In Diary of a Nomad, Jude Norris explored the effect of post-modern technologies and attitudes on nomadic cultural approaches to sustenance, lifestyle and survival. Using three projection screens hung like the sides of an open square, Norris constructed a softer inner room from which to consider the gallery as a culturally influenced 'chamber of experience'. Within this portable space, the artist projected often-dispirited panoramas contrasting urban/rural and Indigenous/immigrant migratory cycles. These digital landscapes were both a celebration of the land and a critique of Western landscape traditions.
Jude Norris is a Plains Cree/Anishnawbe/Metis Nation multi-disciplinary First Nations artist based in Brooklyn, New York. She has lived for extended periods in the UK , Vancouver, Toronto, and the Lower Similkameen Reservation in Interior Salish territory in Central B.C.

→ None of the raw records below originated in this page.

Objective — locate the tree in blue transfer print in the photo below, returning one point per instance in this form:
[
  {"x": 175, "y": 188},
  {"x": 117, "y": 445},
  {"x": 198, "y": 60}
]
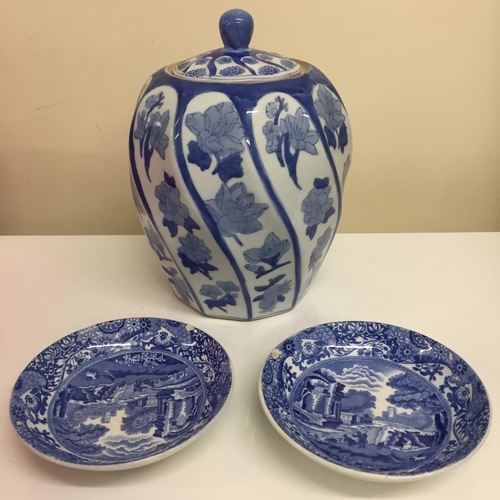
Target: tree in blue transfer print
[
  {"x": 270, "y": 254},
  {"x": 219, "y": 133},
  {"x": 291, "y": 132},
  {"x": 330, "y": 109},
  {"x": 150, "y": 130},
  {"x": 221, "y": 295},
  {"x": 195, "y": 255},
  {"x": 179, "y": 284},
  {"x": 175, "y": 213},
  {"x": 273, "y": 293},
  {"x": 235, "y": 211},
  {"x": 317, "y": 207}
]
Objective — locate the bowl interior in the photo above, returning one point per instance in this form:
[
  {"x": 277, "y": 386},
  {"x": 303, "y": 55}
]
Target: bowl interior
[
  {"x": 375, "y": 399},
  {"x": 120, "y": 392}
]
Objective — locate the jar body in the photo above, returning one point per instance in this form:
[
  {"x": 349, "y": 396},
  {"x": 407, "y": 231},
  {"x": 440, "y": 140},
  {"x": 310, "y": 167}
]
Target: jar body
[{"x": 239, "y": 187}]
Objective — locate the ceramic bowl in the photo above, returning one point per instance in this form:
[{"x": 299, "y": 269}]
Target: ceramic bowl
[
  {"x": 374, "y": 401},
  {"x": 121, "y": 394}
]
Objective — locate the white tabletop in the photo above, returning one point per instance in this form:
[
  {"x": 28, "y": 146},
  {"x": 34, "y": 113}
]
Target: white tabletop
[{"x": 446, "y": 286}]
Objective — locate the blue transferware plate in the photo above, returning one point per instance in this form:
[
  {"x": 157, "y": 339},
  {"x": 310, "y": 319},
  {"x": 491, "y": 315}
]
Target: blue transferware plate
[
  {"x": 121, "y": 394},
  {"x": 374, "y": 401}
]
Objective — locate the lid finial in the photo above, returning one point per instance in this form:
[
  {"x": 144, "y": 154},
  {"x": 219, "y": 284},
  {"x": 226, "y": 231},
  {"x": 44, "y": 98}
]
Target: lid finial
[{"x": 236, "y": 29}]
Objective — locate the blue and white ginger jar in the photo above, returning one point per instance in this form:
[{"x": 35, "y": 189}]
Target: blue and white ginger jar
[{"x": 238, "y": 161}]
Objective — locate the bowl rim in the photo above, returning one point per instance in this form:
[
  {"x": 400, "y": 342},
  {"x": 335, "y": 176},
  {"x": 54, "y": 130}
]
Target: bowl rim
[
  {"x": 143, "y": 461},
  {"x": 353, "y": 473}
]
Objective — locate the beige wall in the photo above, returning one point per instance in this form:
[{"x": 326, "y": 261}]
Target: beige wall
[{"x": 420, "y": 79}]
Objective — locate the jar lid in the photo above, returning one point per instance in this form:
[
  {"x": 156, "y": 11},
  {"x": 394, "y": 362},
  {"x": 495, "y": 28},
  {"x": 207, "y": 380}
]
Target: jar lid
[{"x": 236, "y": 61}]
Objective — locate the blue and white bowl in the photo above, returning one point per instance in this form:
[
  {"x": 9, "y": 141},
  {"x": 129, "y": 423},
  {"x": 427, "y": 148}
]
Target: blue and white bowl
[
  {"x": 238, "y": 161},
  {"x": 121, "y": 394},
  {"x": 374, "y": 401}
]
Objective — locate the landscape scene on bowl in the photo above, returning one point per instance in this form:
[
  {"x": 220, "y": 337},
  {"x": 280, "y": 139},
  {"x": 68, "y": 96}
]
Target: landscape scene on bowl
[
  {"x": 371, "y": 415},
  {"x": 128, "y": 407}
]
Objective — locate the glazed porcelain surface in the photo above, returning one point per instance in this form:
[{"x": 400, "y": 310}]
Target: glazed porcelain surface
[
  {"x": 238, "y": 160},
  {"x": 374, "y": 401},
  {"x": 121, "y": 394}
]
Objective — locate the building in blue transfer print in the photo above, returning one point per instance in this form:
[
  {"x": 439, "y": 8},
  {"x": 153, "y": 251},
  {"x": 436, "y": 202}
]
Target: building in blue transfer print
[
  {"x": 323, "y": 396},
  {"x": 170, "y": 402}
]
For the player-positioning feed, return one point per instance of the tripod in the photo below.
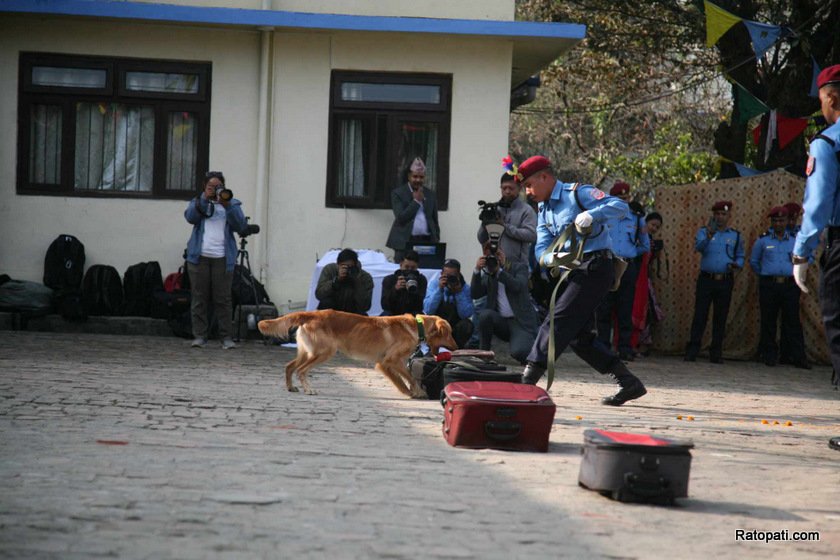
(244, 262)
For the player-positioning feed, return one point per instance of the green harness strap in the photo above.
(569, 261)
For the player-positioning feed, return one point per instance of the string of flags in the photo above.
(763, 36)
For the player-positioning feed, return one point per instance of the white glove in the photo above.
(583, 221)
(799, 273)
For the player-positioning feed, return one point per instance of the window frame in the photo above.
(386, 117)
(163, 104)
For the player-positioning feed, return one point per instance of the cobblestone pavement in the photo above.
(140, 447)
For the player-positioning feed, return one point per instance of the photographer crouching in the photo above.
(450, 299)
(404, 290)
(507, 313)
(344, 286)
(211, 256)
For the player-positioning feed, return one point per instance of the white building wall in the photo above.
(121, 232)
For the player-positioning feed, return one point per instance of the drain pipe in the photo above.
(264, 143)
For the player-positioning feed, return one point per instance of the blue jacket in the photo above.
(561, 209)
(719, 251)
(435, 296)
(235, 219)
(770, 255)
(626, 242)
(821, 207)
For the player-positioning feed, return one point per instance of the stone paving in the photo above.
(140, 447)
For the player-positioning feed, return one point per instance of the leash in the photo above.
(553, 263)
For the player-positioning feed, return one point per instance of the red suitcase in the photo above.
(498, 415)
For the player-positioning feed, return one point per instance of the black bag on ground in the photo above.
(635, 467)
(428, 373)
(139, 285)
(102, 290)
(64, 263)
(22, 296)
(167, 305)
(478, 370)
(244, 286)
(70, 305)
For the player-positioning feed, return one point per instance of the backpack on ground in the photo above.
(140, 282)
(102, 291)
(244, 287)
(64, 263)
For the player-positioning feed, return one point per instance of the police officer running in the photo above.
(770, 259)
(562, 204)
(821, 211)
(723, 254)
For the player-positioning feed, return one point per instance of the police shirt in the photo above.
(628, 237)
(560, 210)
(770, 255)
(719, 251)
(821, 207)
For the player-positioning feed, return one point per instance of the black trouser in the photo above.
(775, 297)
(710, 292)
(620, 301)
(830, 294)
(574, 314)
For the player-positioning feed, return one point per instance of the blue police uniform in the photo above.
(821, 211)
(629, 241)
(587, 285)
(721, 252)
(777, 292)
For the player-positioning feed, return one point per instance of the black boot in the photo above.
(533, 372)
(630, 387)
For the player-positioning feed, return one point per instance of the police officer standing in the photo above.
(562, 204)
(629, 240)
(723, 254)
(770, 259)
(821, 209)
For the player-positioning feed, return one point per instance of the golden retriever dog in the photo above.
(387, 341)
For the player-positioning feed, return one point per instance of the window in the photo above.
(380, 122)
(94, 126)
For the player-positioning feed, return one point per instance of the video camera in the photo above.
(412, 280)
(491, 219)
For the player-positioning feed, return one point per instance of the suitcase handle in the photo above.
(502, 431)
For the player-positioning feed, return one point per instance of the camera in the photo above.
(658, 245)
(223, 194)
(412, 280)
(491, 219)
(453, 282)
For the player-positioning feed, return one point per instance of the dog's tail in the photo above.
(280, 327)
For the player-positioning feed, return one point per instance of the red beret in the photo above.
(830, 75)
(620, 187)
(793, 208)
(532, 165)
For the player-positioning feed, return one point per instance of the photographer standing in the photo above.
(450, 299)
(344, 286)
(404, 290)
(211, 255)
(508, 312)
(519, 219)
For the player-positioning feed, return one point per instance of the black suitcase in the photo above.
(635, 467)
(478, 370)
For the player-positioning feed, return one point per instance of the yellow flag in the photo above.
(718, 22)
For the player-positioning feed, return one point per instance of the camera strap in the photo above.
(569, 262)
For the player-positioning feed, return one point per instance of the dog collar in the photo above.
(421, 332)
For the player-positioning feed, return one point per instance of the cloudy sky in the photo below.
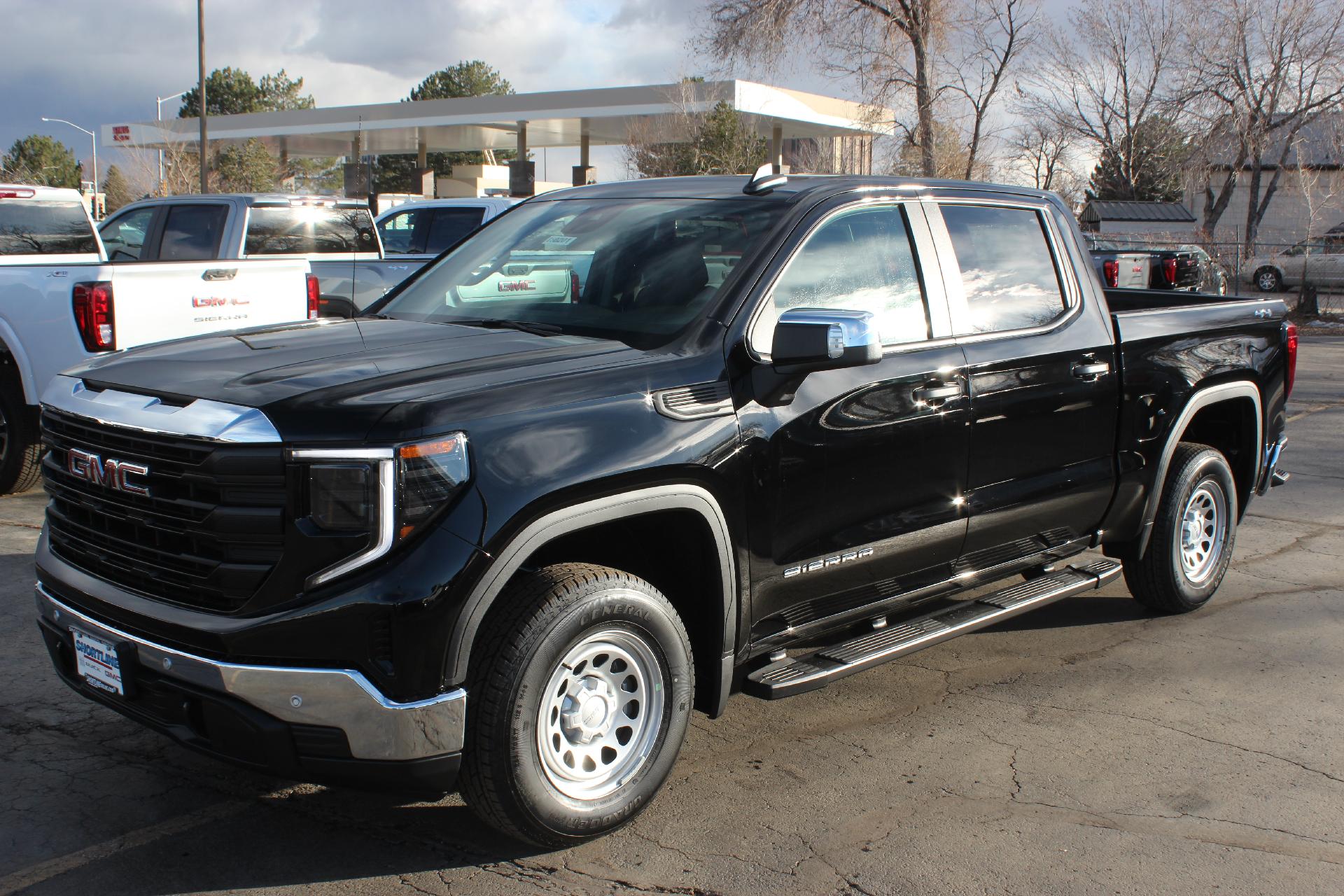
(99, 64)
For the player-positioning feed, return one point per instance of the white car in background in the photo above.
(64, 304)
(421, 230)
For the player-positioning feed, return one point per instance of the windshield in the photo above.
(636, 270)
(38, 227)
(308, 230)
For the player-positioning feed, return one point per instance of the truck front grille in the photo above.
(206, 536)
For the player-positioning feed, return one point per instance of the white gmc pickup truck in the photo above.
(61, 304)
(336, 237)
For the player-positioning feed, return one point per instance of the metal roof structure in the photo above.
(1100, 210)
(554, 118)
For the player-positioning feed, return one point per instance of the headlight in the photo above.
(387, 492)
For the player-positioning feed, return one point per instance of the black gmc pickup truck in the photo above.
(628, 449)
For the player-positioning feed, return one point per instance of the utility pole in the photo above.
(94, 141)
(201, 65)
(159, 115)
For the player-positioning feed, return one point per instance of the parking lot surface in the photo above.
(1089, 747)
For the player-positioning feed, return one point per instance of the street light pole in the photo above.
(159, 115)
(201, 64)
(94, 140)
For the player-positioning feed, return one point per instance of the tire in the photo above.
(545, 767)
(20, 449)
(1269, 280)
(1194, 533)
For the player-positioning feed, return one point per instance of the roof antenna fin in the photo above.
(764, 181)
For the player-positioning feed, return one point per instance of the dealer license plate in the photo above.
(97, 662)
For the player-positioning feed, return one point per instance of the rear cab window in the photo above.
(45, 227)
(1009, 276)
(192, 232)
(309, 230)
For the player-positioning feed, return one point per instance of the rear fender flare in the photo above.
(589, 514)
(1199, 400)
(11, 346)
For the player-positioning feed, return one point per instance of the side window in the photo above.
(863, 261)
(191, 232)
(449, 226)
(1007, 269)
(397, 232)
(124, 235)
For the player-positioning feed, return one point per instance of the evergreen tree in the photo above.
(116, 190)
(1152, 171)
(41, 160)
(472, 78)
(246, 168)
(721, 144)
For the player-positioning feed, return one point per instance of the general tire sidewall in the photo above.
(1208, 466)
(610, 608)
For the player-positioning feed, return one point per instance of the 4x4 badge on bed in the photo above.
(111, 473)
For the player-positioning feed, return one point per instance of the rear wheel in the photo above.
(1194, 533)
(1269, 280)
(578, 706)
(20, 449)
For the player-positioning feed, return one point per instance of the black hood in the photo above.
(299, 374)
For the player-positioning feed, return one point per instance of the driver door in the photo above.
(859, 476)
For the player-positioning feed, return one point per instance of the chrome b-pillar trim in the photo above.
(202, 418)
(375, 727)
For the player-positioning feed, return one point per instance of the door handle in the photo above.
(936, 393)
(1092, 370)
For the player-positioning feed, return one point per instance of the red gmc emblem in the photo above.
(111, 473)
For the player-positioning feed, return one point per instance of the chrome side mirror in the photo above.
(824, 339)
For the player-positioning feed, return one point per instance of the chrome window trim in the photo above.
(952, 270)
(202, 418)
(375, 727)
(940, 321)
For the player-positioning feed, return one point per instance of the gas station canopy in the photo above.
(554, 118)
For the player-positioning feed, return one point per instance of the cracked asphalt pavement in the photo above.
(1089, 747)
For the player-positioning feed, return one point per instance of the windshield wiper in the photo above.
(500, 323)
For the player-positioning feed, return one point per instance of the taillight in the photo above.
(1112, 270)
(1291, 346)
(94, 316)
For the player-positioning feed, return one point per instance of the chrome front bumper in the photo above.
(375, 727)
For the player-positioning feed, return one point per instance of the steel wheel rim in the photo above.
(601, 713)
(1203, 531)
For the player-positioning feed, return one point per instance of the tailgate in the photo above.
(160, 301)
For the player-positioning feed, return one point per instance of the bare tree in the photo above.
(1260, 73)
(1109, 80)
(995, 34)
(1043, 156)
(930, 50)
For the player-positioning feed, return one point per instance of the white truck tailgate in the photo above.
(160, 301)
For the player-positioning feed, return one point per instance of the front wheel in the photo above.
(20, 448)
(1269, 280)
(1194, 532)
(578, 704)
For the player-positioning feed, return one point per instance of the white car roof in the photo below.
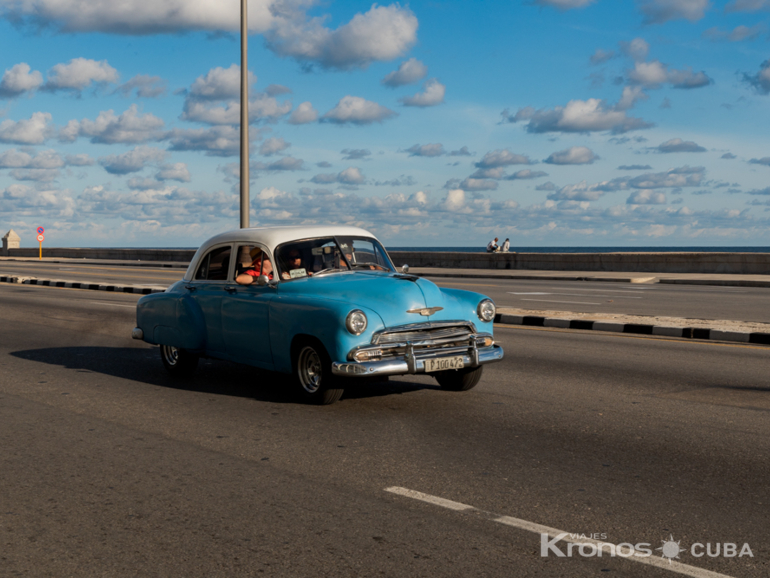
(271, 237)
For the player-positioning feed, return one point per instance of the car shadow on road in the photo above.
(212, 376)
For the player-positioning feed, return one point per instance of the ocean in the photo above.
(593, 249)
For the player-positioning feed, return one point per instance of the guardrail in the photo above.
(738, 263)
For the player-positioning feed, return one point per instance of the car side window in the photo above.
(215, 265)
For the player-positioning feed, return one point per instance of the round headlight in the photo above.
(356, 322)
(486, 310)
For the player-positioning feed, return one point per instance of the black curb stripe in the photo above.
(700, 333)
(762, 338)
(638, 328)
(581, 324)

Norris creates work from the vantage point of an Indigenous woman living in post-modern Western society. She expands these personal experiences into work that embodies Indigenous expression and vision, yet is broadly accessible and relevant.
Norris is a recipient of the prestigious Chalmer’s Arts Fellowship, and has received awards from the Canada Council for the Arts, the Alberta Foundation for the Arts, the Ontario Arts Council, and the Toronto Arts Council. Her work has been screened and exhibited internationally, and can be found in the collections of major museums across Turtle Island.